Kincaid has no concrete evidence proving Stokes was a madam, but based on family lore, she’s 100 percent certain it’s what her aunt did. Likewise, Bellingham historian Kolby LaBree has never found arrest records or other legal documents confirming Stokes’ profession. But there are hints.

Despite Stokes’ husband not being well-off, the couple lived in nice homes around Bellingham, moving roughly every three years through the 1920s and 30s. Kincaid says Stokes owned some of Bellingham’s first modern household appliances, and frequently dressed like someone who lived in a much bigger city than Bellingham.

Stokes did well for herself after divorcing her husband. She owned and managed the Verna Vista Apartments, a complex at 701 Gladstone Street that still stands today, and also acquired the El Sereno Apartments at 715 Garden Street in 1948.

The former Stokes residence still stands today at 415 North Forest Street in Bellingham. Photo courtesy Kolby LaBree

That same year, she began managing the Winter Garden, a post-Prohibition roadhouse located five miles outside Bellingham, where Slater Road intersected Old Highway 99.

The Winter Garden had live music, dancing, and drinking, but it was rumored Stokes ran a brothel upstairs. Kincaid says a brothel definitely existed there, while LaBree says her research is inconclusive. The Winter Garden did, however, have underage serving issues and garnered a liquor license suspension.

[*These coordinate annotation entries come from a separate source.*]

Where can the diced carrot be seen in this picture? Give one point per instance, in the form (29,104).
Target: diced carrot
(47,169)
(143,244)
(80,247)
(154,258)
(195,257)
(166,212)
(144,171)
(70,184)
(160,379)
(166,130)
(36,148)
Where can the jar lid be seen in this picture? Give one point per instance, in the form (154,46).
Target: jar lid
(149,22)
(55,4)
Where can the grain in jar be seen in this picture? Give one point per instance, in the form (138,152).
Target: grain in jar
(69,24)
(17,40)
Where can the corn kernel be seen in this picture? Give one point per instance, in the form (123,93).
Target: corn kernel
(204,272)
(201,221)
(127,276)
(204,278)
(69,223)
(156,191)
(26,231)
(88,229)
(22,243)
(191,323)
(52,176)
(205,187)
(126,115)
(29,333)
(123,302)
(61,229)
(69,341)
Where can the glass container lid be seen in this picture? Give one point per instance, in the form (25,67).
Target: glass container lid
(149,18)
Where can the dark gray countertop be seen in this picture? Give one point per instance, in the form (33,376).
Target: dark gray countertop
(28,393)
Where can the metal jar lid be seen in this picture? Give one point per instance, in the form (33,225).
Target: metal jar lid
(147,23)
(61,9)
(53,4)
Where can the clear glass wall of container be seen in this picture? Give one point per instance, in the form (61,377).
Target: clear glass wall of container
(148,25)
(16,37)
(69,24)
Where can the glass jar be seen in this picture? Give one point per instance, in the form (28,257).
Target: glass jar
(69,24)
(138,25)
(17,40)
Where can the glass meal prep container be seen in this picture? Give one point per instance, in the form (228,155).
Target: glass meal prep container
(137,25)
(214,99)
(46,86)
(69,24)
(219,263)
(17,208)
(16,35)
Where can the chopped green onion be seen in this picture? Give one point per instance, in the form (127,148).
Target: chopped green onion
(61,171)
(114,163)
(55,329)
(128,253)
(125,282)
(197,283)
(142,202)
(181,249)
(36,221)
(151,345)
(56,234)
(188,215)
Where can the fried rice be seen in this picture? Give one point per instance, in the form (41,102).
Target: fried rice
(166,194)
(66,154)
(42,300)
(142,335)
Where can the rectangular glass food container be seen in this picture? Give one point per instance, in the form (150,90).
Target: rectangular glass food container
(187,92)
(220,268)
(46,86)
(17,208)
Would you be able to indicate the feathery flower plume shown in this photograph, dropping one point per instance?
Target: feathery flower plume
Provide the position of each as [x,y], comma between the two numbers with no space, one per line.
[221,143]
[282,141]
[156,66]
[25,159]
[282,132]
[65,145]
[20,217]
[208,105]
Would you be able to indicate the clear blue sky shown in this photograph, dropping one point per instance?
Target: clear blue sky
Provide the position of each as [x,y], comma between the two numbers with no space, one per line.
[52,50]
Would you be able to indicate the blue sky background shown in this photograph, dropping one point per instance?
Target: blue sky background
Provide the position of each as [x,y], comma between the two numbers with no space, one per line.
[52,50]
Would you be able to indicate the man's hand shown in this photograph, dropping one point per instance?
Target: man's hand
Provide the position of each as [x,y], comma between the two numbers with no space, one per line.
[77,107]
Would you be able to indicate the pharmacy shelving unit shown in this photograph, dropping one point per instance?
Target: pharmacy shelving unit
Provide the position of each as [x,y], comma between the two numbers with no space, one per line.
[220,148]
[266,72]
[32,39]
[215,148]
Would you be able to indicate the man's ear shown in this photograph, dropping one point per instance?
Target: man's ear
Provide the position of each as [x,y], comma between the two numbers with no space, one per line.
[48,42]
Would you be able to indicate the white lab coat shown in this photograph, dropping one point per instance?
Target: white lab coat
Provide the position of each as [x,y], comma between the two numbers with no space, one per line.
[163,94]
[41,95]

It’s possible that Stokes also conducted prostitution at the properties she owned, but this is also speculation. In any case, there’s little doubt Stokes stood out: oral history interviews in Smith’s book refer to her as a “redheaded woman who wore lift brassieres.”

History’s Mysteries

On April 4, 1951, Stokes’ ex-husband and his girlfriend were found dead in a basement apartment of the El Sereno. A detective who discovered the couple said the apartment was full of gas fumes, with a small gas heater still burning. Both victims appeared to have been asleep. There was no suicide note.

A Bellingham Herald article says Stokes was extremely upset about the tragedy, but Kincaid says some family members questioned if it was really just an accident. Stokes’ diaries indicate Roy was an abusive drunk, once threatening to have her killed. He was also out of work at the time and may have resented his ex-wife’s financial well-being.

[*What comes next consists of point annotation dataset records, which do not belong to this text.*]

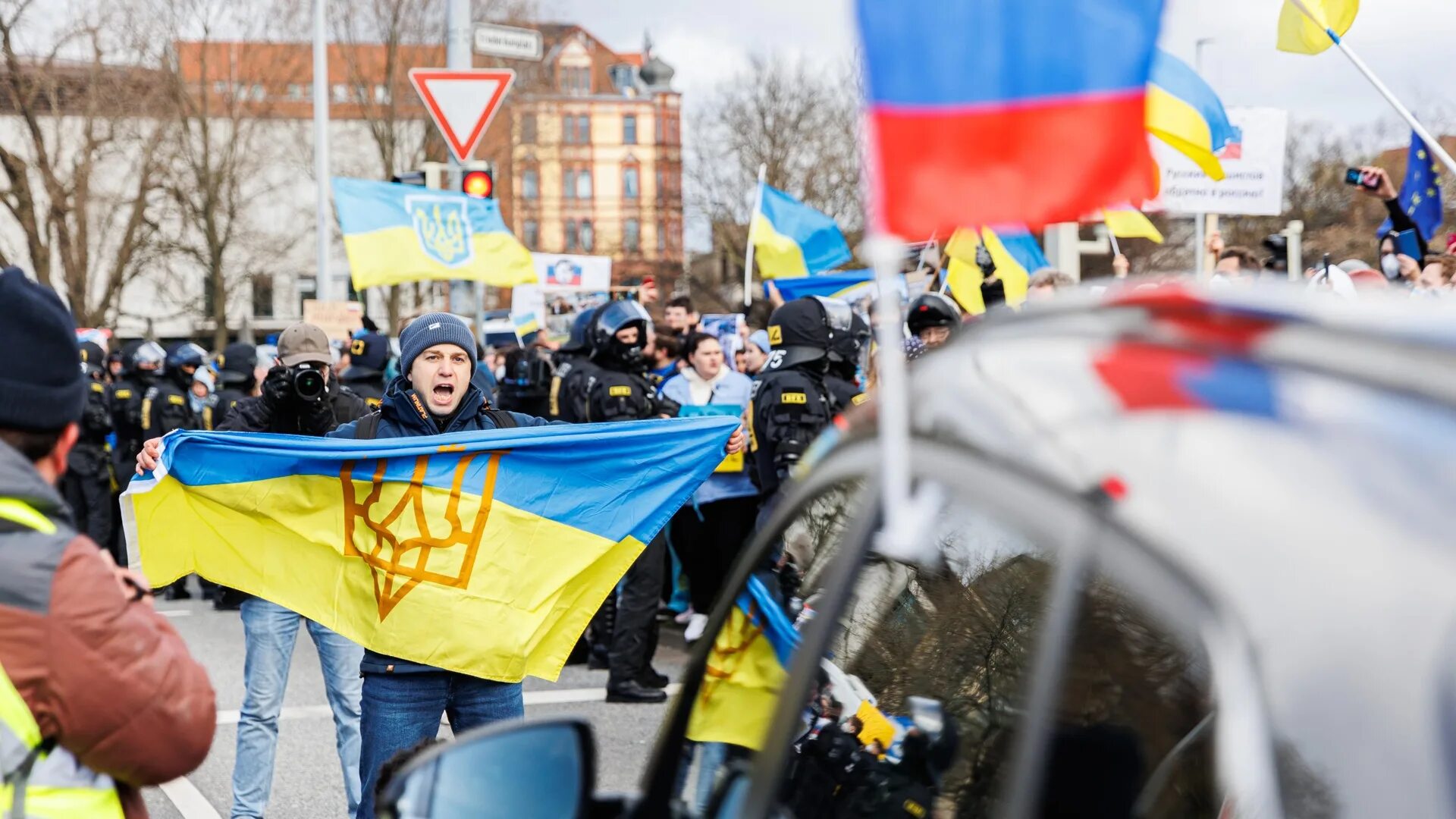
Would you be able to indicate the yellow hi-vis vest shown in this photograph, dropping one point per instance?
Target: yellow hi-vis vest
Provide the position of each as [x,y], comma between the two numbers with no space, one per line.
[42,781]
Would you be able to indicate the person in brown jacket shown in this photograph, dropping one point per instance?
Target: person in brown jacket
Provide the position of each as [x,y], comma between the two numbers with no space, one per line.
[98,692]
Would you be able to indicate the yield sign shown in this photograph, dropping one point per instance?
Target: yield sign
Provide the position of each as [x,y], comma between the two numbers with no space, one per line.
[462,102]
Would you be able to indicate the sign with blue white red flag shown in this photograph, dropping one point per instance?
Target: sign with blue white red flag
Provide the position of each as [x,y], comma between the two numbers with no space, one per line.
[987,112]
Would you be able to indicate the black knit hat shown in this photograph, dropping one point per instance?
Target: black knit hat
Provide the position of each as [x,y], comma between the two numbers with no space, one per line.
[41,387]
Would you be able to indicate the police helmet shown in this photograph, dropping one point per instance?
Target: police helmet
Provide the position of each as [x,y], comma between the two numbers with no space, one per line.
[932,309]
[613,319]
[147,356]
[801,330]
[237,365]
[580,340]
[185,354]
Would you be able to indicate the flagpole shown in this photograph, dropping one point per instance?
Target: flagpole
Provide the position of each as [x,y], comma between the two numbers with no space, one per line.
[747,264]
[1432,143]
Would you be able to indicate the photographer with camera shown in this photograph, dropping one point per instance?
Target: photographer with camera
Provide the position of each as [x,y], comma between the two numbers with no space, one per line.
[297,398]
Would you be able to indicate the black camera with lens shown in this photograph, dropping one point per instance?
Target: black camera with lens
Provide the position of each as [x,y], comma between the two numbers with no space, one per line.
[308,382]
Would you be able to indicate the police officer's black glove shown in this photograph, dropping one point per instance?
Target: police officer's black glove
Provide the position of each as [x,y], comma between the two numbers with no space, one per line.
[278,390]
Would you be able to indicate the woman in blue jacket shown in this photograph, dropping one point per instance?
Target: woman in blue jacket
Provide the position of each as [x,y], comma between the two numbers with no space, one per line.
[711,529]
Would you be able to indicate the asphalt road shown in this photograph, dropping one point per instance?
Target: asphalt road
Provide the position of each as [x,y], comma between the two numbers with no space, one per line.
[308,783]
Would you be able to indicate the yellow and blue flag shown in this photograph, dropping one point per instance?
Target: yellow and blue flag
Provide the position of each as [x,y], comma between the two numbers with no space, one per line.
[791,238]
[848,284]
[397,234]
[747,667]
[1015,254]
[1310,34]
[1126,222]
[1185,112]
[482,553]
[1420,191]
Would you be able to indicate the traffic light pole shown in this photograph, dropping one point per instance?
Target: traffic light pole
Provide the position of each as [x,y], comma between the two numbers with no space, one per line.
[459,42]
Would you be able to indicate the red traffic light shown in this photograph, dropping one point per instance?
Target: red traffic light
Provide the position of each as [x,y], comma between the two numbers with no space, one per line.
[478,184]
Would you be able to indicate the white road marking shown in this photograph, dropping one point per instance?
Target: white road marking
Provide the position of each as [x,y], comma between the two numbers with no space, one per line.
[188,800]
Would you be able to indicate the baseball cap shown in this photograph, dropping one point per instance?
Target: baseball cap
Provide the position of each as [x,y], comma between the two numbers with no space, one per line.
[303,343]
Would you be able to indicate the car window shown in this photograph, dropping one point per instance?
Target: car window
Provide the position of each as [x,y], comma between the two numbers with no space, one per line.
[1134,726]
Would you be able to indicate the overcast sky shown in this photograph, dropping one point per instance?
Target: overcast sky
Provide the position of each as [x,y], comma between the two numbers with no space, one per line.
[1407,42]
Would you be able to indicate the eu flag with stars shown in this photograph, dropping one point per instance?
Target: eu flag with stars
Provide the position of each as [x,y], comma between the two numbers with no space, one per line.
[1420,193]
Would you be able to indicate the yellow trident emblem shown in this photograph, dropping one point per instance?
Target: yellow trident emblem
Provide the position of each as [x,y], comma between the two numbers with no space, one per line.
[400,563]
[441,231]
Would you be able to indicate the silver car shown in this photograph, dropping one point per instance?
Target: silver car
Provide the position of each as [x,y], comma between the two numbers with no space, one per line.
[1174,553]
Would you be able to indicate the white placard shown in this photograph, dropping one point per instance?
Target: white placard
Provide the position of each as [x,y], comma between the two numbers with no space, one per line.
[507,41]
[1254,183]
[564,271]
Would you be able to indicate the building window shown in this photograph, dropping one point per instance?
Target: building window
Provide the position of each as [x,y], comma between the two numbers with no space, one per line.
[632,235]
[262,297]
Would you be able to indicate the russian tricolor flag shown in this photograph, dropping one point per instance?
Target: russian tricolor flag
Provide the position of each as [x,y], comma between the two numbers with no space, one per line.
[1005,111]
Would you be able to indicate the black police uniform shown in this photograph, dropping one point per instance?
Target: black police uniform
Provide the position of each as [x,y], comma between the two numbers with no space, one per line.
[235,379]
[571,357]
[613,387]
[86,483]
[791,403]
[369,354]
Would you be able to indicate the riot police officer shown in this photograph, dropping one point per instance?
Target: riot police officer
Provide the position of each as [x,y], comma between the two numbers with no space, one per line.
[86,483]
[369,356]
[791,403]
[846,354]
[165,407]
[574,356]
[934,319]
[237,379]
[613,387]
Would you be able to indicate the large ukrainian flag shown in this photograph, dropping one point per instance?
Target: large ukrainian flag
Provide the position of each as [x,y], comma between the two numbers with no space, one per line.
[792,240]
[478,553]
[746,670]
[1185,112]
[397,234]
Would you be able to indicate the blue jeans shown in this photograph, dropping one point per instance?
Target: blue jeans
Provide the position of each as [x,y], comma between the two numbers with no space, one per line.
[270,632]
[402,710]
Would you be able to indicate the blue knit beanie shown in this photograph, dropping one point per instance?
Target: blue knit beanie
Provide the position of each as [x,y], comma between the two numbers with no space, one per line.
[42,387]
[430,330]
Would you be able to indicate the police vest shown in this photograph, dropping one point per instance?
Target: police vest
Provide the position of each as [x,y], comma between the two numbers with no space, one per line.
[42,781]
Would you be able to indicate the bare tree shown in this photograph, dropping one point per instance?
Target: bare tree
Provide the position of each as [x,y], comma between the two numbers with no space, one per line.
[797,120]
[83,172]
[218,181]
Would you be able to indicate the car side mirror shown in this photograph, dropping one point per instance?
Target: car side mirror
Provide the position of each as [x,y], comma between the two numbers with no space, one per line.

“Nobody really knows,” Kincaid says.

Stokes, left, is seen camping at Birch Bay in 1934 with her sister Hallie Kincaid and nephew Robert. Photo courtesy Kristine Kincaid

Another question about Stokes remains unanswered: how she grew estranged from her family, ultimately leading to her generous posthumous donation to WWU.

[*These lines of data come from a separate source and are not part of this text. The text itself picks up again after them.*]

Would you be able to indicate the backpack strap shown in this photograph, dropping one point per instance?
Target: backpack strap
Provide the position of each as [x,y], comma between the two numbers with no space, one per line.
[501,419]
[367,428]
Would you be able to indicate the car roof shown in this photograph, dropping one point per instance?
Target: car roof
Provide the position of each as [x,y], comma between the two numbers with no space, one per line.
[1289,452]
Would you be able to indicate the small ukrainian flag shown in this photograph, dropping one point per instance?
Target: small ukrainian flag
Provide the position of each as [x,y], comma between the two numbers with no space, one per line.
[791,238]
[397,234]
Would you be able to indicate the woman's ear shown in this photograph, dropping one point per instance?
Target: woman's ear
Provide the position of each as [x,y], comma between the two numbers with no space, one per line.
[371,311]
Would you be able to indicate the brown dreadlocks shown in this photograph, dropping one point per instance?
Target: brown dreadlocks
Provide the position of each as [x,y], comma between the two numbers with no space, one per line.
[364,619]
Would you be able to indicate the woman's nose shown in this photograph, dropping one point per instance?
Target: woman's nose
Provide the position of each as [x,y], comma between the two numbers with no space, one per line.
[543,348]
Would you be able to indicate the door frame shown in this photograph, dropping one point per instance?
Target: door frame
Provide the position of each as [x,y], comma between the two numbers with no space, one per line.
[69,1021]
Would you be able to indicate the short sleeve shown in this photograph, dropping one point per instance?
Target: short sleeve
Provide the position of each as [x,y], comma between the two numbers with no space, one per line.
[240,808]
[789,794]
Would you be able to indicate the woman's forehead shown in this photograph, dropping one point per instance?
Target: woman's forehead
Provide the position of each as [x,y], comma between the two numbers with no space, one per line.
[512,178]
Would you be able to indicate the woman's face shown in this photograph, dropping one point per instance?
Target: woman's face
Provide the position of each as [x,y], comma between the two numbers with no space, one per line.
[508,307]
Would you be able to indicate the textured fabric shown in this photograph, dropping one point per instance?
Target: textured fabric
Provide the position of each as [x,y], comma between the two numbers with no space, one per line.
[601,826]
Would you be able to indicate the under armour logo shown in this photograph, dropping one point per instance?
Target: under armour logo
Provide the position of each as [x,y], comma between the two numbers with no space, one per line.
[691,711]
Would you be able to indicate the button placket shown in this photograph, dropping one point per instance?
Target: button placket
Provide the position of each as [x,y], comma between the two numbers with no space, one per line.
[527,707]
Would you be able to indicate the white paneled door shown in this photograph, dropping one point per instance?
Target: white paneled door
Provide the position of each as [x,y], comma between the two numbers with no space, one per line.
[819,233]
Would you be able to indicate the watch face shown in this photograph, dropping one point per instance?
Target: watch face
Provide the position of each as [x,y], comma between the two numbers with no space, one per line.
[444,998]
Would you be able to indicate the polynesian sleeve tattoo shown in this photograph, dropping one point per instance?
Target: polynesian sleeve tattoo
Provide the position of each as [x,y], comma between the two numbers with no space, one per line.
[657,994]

Most of the Thomasson siblings had no children, including Stokes. The siblings that preceded her in death left her nothing, and she in turn left nothing to those who survived her. Kincaid says she doesn’t know why the estrangement occurred or whether it was over her being a madam, but it was never resolved.

Stokes sold the Winter Garden in August 1959, several years after a 1955 fire left it in shambles. Rebuilt under new ownership, it continued into the 1970s until being demolished for construction of the Slater Road overpass above Interstate 5.

Lasting Legacy

Stokes never remarried, but her diaries indicate male companions moved in and out of her life.

Kincaid says one of these men, a younger gigolo, may have talked Stokes into leaving her money to WWU and in return got something out of it. Another theory, LaBree says, is that she left money to help students because she once employed female students — trying to pay their way through school — as working girls.

Regardless, her last wishes were carried out, and today the Stokes Scholarship is one of WWU’s longest-running endowments. Each year it provides needed dollars to deserving students who might otherwise be forced to take loans or drop out altogether. Managed by the Western Foundation, it will continue on indefinitely.

Now the same age her great-aunt was when she died, Kincaid has poured over Stokes’ old pictures and diaries. The last direct links to her long-gone, she wishes she could speak to Stokes again.

“I would love it if I could know her now,” Kincaid says. “I have a feeling there was a whole lot more substance to her than just being a madam.”